Step 3. Clone this repository to all workers.
gcloud compute tpus tpu-vm ssh ${TPU_NAME} --worker=all --zone ${ZONE} --command="git clone https://github.com/jax-ml/jax-tpu-embedding.git"
Run a script that works both on multihost and single host settings. The example uses pmap.
gcloud compute tpus tpu-vm ssh ${TPU_NAME} --zone=${ZONE} --worker=all --command="source ~/jax-tpu-embedding/jax_tpu_embedding/scripts/export_tpu_pod_env.sh && PYTHONPATH=$PYTHONPATH:~/jax-tpu-embedding python3 ~/jax-tpu-embedding/jax_tpu_embedding/examples/pmap_example.py"
Examples with pjit that only run on a single host (e.g. v4-8) are shown below. In future, we will provide examples with pjit that run on multihost as well. This example can be run as distributed training by either replicating the model's dense layers, or by sharding them. To test the first case, simply run:
gcloud compute tpus tpu-vm ssh ${TPU_NAME} --zone=${ZONE} --worker=all --command="source ~/jax-tpu-embedding/jax_tpu_embedding/scripts/export_tpu_pod_env.sh && PYTHONPATH=$PYTHONPATH:~/jax-tpu-embedding python3 ~/jax-tpu-embedding/jax_tpu_embedding/examples/singlehost_pjit_example.py"
To shard your model across devices, you can pass the --is-replicated=false
flag to the command as follows:
gcloud compute tpus tpu-vm ssh ${TPU_NAME} --zone=${ZONE} --worker=all --command="source ~/jax-tpu-embedding/jax_tpu_embedding/scripts/export_tpu_pod_env.sh && PYTHONPATH=$PYTHONPATH:~/jax-tpu-embedding python3 ~/jax-tpu-embedding/jax_tpu_embedding/examples/singlehost_pjit_example.py --is-replicated=false"
Note: The previous examples for a single host can also be run by sshing to the worker (i.e., the TPU VM) and running the script directly from the VM.
gcloud compute tpus tpu-vm ssh ${TPU_NAME} --zone=${ZONE}
(vm) source ~/jax-tpu-embedding/jax_tpu_embedding/scripts/export_tpu_pod_env.sh && PYTHONPATH=$PYTHONPATH:~/jax-tpu-embedding python3 ~/jax-tpu-embedding/jax_tpu_embedding/examples/singlehost_pjit_model_parallel.py
For your convenience two notebook examples are provided that run on single host (e.g v4-8).
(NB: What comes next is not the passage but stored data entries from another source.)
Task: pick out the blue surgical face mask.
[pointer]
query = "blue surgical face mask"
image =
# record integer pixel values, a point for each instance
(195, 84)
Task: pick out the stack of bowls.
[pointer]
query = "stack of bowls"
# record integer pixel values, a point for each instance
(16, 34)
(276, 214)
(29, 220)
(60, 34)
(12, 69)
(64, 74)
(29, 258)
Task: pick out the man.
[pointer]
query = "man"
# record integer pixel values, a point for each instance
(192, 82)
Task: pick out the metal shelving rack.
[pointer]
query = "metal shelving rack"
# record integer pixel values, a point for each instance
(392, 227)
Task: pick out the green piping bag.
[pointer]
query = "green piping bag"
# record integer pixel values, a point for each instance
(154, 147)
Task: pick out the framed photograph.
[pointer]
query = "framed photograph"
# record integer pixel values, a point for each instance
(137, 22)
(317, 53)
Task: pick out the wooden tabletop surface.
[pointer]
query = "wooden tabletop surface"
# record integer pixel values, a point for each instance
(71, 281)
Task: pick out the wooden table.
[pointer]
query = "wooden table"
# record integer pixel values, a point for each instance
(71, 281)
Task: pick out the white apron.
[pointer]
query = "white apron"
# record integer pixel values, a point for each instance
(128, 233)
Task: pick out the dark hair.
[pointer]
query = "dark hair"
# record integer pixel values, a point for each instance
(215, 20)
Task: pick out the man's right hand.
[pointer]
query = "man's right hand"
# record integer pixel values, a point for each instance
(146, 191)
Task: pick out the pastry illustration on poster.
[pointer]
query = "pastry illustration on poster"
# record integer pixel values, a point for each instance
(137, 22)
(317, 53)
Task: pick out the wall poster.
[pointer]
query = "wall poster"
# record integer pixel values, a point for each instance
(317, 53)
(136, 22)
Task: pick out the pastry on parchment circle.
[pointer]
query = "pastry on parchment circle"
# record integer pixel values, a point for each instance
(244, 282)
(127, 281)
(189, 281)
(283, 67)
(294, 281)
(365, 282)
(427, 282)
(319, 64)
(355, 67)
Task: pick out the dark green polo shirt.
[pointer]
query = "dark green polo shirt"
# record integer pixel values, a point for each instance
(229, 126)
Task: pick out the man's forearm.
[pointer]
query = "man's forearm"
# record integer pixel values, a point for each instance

To test them, first SSH to the TPU VM by port-forwarding. n this example, that is port 8080.
gcloud alpha compute tpus tpu-vm ssh $TPU_NAME --zone=us-central2-b --ssh-flag="-4 -L 8080:localhost:8080"
Run the following installations on the VM. Export the necessary environment variables and launch your notebook:
pip install jupyterlab
pip install markupsafe==2.0.1
export PYTHONPATH=$PYTHONPATH:~/jax-tpu-embedding
export TPU_NAME=local
jupyter notebook --no-browser --port=8080
Open http://localhost:8080
on your local machine to see the repo and the examples.